Our office provides oversight for over 200 state entities. OSA regularly requests and reviews (without notice to data subjects) personnel data and other personally identifiable information, including personal health information. Below are just some of the countless examples:

• Massachusetts Convention Center Authority, 2023-1272-3A (Issued August 19, 2024)—OSA reviewed personnel files in connection with non–union employee complaints and non–union employee settlement agreements.
• Hampden County District Attorney’s Office, 2022-1259-3J (Issued November 28, 2023)—“For the list of employees, we selected a random sample of 10 employees from HCDA’s personnel files and determined whether the information in the personnel files matched the data in the Massachusetts Management Accounting and Reporting System (MMARS). We also selected a judgmental sample of 10 employees from MMARS and traced the information to personnel files.” (p. 6)
• Division of Capital Asset Management and Maintenance, 2021-0025-3S (Issued February 23, 2022)—OSA reviewed employee personnel files to determine whether employees had cybersecurity awareness training certificates on file.
• Department of Industrial Accidents, 2019-0222-3S (Issued March 23, 2021)—“We examined that employee’s personnel file to determine whether the employee had been approved for, and received, a flextime schedule.” (p. 17)
• Greater Springfield Senior Services, Inc., 2019-4604-3C (Issued September 4, 2019)—“Additionally, we randomly selected 10 employees from the list obtained from APS, as well as their personnel files, and documented their dates of hire. . . we tested the entire population of 15 Protective Services Unit employees hired during the audit period by reviewing the 15 employee personnel files.” (p. 15)
• Worcester County Sheriff’s Office, 2018-1432-3J (Issued March 11, 2019)—“We selected a nonstatistical judgmental sample of 33 SSTA records and determined whether information in SSTA matched information in hardcopy employee personnel files. We also selected a nonstatistical judgmental sample of 32 employee personnel files and traced information in the personnel files to SSTA for agreement.” (p. 9)
• And lastly, State Auditor Joseph DeNucci’s audit of the General Court (House of Representatives), addressed to Speaker Flaherty and ironically conducted at the request of the then-Attorney General, “Overpayments to a Court Officer” (issued January 15, 1992), was entirely focused on reviewing personnel records. Specifically, “We reviewed documentation maintained by these agencies with respect to time and attendance, salary payments, accident reports, appeal reports, and related files.”

Had our office not been able to access personnel records in connection with our 1992 audit of the General Court (House of Representatives), which identified fraud, or in connection with any of the other audits listed above, our attempt to provide oversight would have been rendered meaningless.

Indeed, our review of personnel files for Massport uncovered an additional 7 settlement agreements that Massport failed to report to us.

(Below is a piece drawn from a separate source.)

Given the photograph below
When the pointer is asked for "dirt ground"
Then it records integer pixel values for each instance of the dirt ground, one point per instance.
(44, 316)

We would not have identified that these additional agreements existed had we not sought to verify Massport’s claims. This underscores the need for our access to verify and validate data provided to us by auditees, i.e., conduct actual audits and not just rely on testimonials.

The recently publicized circumstance involving a now-former state employee with a criminal history, who has been arrested and faces serious charges related to criminal activities allegedly conducted on and at the job in the Governor’s western Massachusetts office, underscores the need for access to personnel records to ensure proper oversight and compliance with all applicable laws, regulations, policies, and best practices. Under GOV’s, AGO’s, and Massport’s misinterpretation of the law, bad actors across our state government would be entitled to block statutorily authorized reviews of their personnel files by state oversight entities anytime they feared such a review might reveal misconduct. It is critical for oversight and the public’s faith in government that potential bad actors not be provided the opportunity to prevent appropriate accountability through false application of FIPA at the expense of the taxpaying public.